Pada Jumat, 4 September 2026, Gus Kikin juga menjalani hari pertama berkantor di Gedung PBNU, Jalan Kramat Raya Nomor 164, Jakarta Pusat, setelah dikukuhkan sebagai Ketua Umum. Dalam kesempatan tersebut, ia bersilaturahmi dengan staf dan karyawan serta meninjau ruang kerja yang akan digunakannya selama memimpin organisasi. Gus Kikin datang didampingi sejumlah tokoh, termasuk Asrorun Niam Sholeh dan Gus Gudfan. Aktivitas tersebut menjadi langkah awal sebelum kepengurusan baru terbentuk secara lengkap dan mulai menjalankan agenda organisasi. Gus Kikin mengakui belum banyak kegiatan formal yang dapat dilakukan karena struktur kepengurusan masih dalam proses penyusunan. Setelah formatur selesai, berbagai program dan agenda pelayanan kepada masyarakat dapat segera digerakkan.

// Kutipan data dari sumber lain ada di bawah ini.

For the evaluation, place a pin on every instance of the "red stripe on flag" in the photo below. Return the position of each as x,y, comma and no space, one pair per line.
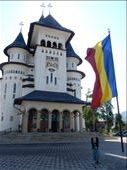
97,92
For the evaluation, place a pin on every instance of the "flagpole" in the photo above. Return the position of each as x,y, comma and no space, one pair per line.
120,128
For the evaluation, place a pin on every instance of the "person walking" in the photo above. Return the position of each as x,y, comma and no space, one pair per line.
95,149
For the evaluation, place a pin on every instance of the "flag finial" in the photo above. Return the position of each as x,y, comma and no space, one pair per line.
50,6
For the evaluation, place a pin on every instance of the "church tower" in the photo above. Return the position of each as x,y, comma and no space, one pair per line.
41,81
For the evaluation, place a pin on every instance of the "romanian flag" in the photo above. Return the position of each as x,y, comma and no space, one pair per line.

Gus Kikin terpilih sebagai Ketua Umum PBNU masa khidmah 2026–2031 dalam Muktamar Ke-35 NU yang berlangsung di Jombang. Penetapan tersebut dilakukan melalui mekanisme yang memberikan peran kepada Ahlul Halli wal Aqdi atau AHWA setelah terdapat sejumlah nama yang mengemuka dalam proses pemilihan. Selain Gus Kikin, beberapa tokoh lain sebelumnya masuk dalam bursa kepemimpinan PBNU, termasuk KH Zulfa Mustofa, KH Abdussalam Shohib, KH Yahya Cholil Staquf, dan KH Abdul Ghaffar Rozin. Melalui musyawarah, Gus Kikin kemudian ditetapkan untuk memimpin PBNU selama lima tahun mendatang. Sementara posisi Rais Aam PBNU kembali dipercayakan kepada KH Miftachul Akhyar. Hasil Muktamar tersebut menjadi titik awal bagi penyusunan struktur organisasi dan agenda kerja PBNU periode baru.

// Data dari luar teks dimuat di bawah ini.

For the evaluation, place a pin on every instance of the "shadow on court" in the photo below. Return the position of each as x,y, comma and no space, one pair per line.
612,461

Kepengurusan baru nantinya menghadapi berbagai tantangan yang membutuhkan kemampuan organisasi untuk merespons perkembangan sosial, ekonomi, pendidikan, keagamaan, hingga teknologi. NU mempunyai jaringan pesantren, lembaga pendidikan, organisasi masyarakat, serta struktur kepengurusan yang tersebar hingga tingkat daerah. Karena itu, struktur PBNU di tingkat pusat mempunyai peran penting dalam membangun koordinasi dan memastikan program dapat berjalan secara berkesinambungan. Sejumlah kalangan di lingkungan NU juga berharap kepemimpinan baru mampu memperkuat peran organisasi dalam memberikan pelayanan kepada masyarakat. Regenerasi kepemimpinan perlu berjalan bersamaan dengan kesinambungan program yang telah memberikan manfaat. Komposisi kepengurusan yang nantinya diumumkan akan menjadi salah satu indikator arah yang ingin dibangun PBNU selama periode 2026–2031.

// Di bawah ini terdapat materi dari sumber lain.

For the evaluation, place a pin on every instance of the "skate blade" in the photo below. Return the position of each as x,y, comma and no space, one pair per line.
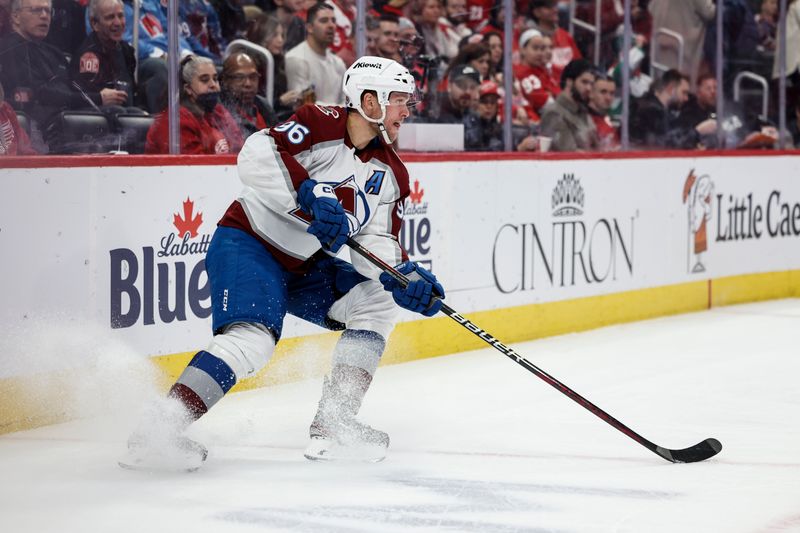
326,450
163,461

Gus Kikin memastikan penyusunan kepengurusan akan segera dituntaskan sehingga PBNU dapat memasuki tahap kerja setelah rangkaian Muktamar berakhir. Rancangan yang saat ini baru memuat sejumlah nama akan terus dilengkapi melalui pembahasan bersama tim formatur dan berbagai pertimbangan internal organisasi. Kepastian Gus Gudfan tetap berada dalam jajaran kepengurusan menunjukkan terdapat unsur kesinambungan dengan periode sebelumnya, sementara komposisi lengkap masih menunggu proses finalisasi. Batas maksimal satu bulan memberikan ruang bagi tim formatur untuk menentukan figur yang dinilai tepat tanpa menghambat dimulainya agenda organisasi. Gus Kikin berharap proses tersebut bahkan dapat selesai lebih cepat sehingga seluruh perangkat PBNU segera bekerja. Setelah struktur terbentuk, kepengurusan baru akan menghadapi tugas menjalankan hasil Muktamar sekaligus memperkuat khidmah NU kepada masyarakat selama lima tahun mendatang.